Tom Tzook edited this page Sep 13, 2017 · 13 revisions

The Dynamic Vision System provides an easy-to-use automatic image processing which requires minimal code writing to process an image. Examples for the vision system are found here: Example->vision->filters.

Image processing is done by running filters over an image that filter out unwanted data. The remaining data is usually the wanted data, which is than used in different ways. The Dynamic Vision System works in a similar way, but spares the need to manually create filters, use them on an image and read the result.

Vision System

The Vision Process

The vision process is done by:

  • Running defined filters over an image
  • Attempting to extract an analysis of objects from the image

This process is done by a VisionProcessing object. This object contains a collections of filters in the form of VisionFilter objects, and one AnalysisCreator object which is responsible for returning post-vision analysis of the image in the form of an Analysis object.

Vision Process

It is possible to load and save data of a VisionProcessing to XML files or byte streams, allowing transfer and easy loading of processing parameters.

Since there are many libraries providing algorithms and logic for performing vision processing, FlashLib allows users to use any wanted library. To use a library, it is necessary to implement the VisionSource interface, which provides abstract logic for performing vision algorithms. It is then necessary to pass that object to the used by a VisionProcessing object when processing the vision filters.

FlashLib provides a built-in OpenCV implementation.

VisionFilter

The VisionFilter class provides a base for vision filters used in the vision system. It contains one method to be implemented: process. This method receives a VisionSource object and is responsible for executing the filter logic.

When relying on XML or byte stream processing creation, it is possible to provide each filter with parameters, allowing for more complex control of its operation. Parameters are defined as properties from FlashLib's beans package. There are 4 possible property types:

  • IntegerProperty
  • StringProperty
  • DoubleProperty
  • BooleanProperty

To define a parameter for your filter, simply create a property to hold its data in your class and create a method which returns the property object. The method must be named as following: "parameternameProperty". For example, a "amount" parameter with integer value will have the following method signature:

public IntegerProperty amountProperty()

When loading the filter through XML or byte streams, the parameters assigned in the data will be searched for as methods by their name. If the property method is found and the parameter data type matches the property type, data will be set.

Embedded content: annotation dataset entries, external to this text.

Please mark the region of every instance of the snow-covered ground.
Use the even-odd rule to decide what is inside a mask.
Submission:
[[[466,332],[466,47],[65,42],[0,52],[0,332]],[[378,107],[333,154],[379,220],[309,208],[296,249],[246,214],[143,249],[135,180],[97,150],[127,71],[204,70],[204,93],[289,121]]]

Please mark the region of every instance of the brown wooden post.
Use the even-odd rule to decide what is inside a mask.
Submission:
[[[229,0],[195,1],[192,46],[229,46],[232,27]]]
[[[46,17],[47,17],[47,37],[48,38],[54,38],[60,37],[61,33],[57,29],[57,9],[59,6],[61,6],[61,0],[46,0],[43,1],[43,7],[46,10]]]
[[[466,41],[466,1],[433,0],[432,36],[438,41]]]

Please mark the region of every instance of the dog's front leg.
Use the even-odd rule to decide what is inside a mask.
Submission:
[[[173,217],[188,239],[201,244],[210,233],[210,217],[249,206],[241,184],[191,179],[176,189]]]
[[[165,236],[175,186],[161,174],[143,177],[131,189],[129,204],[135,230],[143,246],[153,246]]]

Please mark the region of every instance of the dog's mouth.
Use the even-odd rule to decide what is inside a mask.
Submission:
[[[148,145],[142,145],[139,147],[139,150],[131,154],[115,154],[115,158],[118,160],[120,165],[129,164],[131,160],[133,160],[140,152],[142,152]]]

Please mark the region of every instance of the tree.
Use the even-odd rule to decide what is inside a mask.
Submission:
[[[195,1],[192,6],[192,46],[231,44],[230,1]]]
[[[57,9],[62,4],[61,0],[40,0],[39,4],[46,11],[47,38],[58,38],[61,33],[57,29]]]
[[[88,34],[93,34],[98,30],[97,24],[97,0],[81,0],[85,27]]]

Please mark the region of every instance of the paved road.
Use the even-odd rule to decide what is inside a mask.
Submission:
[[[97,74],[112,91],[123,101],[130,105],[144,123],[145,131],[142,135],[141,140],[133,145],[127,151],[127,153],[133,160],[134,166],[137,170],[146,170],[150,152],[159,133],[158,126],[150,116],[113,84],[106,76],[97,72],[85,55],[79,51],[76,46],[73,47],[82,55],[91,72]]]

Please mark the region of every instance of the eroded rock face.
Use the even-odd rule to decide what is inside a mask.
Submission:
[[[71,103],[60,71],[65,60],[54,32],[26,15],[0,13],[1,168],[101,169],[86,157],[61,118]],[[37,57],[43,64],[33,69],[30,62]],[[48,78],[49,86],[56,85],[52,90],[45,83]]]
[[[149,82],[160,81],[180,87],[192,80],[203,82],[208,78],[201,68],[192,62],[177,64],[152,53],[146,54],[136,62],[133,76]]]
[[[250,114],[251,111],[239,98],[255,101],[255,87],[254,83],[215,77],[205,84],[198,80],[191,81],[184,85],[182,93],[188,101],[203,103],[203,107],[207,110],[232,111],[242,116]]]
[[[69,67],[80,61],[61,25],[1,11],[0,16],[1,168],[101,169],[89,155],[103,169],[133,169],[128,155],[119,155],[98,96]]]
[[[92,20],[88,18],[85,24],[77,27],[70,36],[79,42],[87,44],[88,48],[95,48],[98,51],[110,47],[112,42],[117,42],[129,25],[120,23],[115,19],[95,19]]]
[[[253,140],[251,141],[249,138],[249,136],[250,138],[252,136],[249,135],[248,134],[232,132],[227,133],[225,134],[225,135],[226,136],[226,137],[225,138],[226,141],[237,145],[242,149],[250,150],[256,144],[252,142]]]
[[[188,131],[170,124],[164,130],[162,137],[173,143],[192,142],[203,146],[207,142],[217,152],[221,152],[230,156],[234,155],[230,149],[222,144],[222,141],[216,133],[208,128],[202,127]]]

A similar operation occurs when saving: all methods which end with Property will be called, their properties value get and then saved.

In addition, filters should have at least two constructors:

  • An empty constructor, which will be used by the automatic creation prrocess of XML and byte streams
  • Full constructor, which will be used manually by developers

To allow for easy definision of filters for serialization, it is possible to use a FilterCreator object. Such objects convert between a filter class and a string name representing that class, meaning that when defining a filter in XML it is possible to name it color instead of edu.flash3388.flashlib.vision.ColorFilter.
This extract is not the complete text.